For the unilateral head-and-neck case, Xia showed that with no errors present, the PAT plan exhibited higher conformality and spared parts of the parotid gland compared with the IMPT plan. For plans with range errors, the CI and HI values were better with PAT than for IMPT, but PAT performed less well in plans with set-up errors.

Finally, Xia showed a bilateral head-and-neck case, with two target volumes: the first with a higher dose prescription than the second. Again, in the error-free instance, the PAT plan showed higher conformality than the IMPT version.

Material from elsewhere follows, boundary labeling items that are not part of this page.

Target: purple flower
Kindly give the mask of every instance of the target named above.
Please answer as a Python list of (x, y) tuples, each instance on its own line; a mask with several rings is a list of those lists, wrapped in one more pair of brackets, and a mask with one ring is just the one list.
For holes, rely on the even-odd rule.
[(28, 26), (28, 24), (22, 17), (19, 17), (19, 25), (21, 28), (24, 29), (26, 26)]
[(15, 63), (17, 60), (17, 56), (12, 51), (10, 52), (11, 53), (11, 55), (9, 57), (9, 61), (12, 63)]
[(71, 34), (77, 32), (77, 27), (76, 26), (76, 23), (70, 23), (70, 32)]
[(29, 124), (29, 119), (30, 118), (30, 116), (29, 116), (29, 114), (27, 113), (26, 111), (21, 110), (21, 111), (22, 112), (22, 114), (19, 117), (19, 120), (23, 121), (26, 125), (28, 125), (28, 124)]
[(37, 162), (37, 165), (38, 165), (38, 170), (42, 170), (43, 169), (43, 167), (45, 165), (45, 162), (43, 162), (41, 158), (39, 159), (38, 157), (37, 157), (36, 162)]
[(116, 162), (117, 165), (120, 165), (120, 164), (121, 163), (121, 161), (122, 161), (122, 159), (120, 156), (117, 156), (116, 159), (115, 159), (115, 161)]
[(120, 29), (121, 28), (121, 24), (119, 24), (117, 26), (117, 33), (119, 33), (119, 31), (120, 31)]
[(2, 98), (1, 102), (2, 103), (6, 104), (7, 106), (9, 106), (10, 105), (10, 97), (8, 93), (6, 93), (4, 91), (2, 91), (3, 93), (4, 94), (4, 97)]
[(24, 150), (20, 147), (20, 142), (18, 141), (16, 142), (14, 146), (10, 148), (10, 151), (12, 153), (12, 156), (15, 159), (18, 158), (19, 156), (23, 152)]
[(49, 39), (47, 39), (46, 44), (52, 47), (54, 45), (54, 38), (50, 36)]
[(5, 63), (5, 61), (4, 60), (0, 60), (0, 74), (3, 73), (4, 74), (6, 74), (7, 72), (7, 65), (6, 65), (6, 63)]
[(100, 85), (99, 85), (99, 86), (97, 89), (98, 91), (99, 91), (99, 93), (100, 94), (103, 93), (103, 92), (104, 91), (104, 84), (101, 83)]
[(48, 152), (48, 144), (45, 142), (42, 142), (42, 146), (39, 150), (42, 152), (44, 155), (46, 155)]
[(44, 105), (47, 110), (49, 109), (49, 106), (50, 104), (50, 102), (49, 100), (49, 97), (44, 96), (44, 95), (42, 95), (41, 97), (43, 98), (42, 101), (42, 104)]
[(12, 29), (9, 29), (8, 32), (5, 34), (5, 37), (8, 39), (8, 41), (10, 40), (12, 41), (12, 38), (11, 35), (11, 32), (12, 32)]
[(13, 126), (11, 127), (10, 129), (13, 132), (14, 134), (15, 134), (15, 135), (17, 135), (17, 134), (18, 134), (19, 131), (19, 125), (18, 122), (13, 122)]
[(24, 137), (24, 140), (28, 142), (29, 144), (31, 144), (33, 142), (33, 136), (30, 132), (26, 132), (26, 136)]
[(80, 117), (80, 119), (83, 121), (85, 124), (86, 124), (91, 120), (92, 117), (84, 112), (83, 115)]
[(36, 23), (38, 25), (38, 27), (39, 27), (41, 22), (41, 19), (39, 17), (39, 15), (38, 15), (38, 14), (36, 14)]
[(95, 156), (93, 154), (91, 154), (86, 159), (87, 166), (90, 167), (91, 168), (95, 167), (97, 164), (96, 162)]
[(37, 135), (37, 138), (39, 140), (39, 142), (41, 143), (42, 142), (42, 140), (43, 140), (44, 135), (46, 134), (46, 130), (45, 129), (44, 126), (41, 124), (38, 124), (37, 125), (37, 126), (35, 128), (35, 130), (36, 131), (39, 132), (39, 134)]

For the second, lower-dose, head-and-neck target, HI and CI values were closer to 1 for PAT plans than for IMPT, under both range and set-up errors. For the higher-dose target, CI was improved in the PAT plan while HI was better in the IMPT plan.

“Proton arc therapy has the potential to improve target robustness for certain brain and head-and-neck cases,” Xia concluded. “The narrower distribution of metrics in some cases may be beneficial  for robust optimization.” Xia now plans to repeat this analysis using more cases in order to draw a statistical conclusion.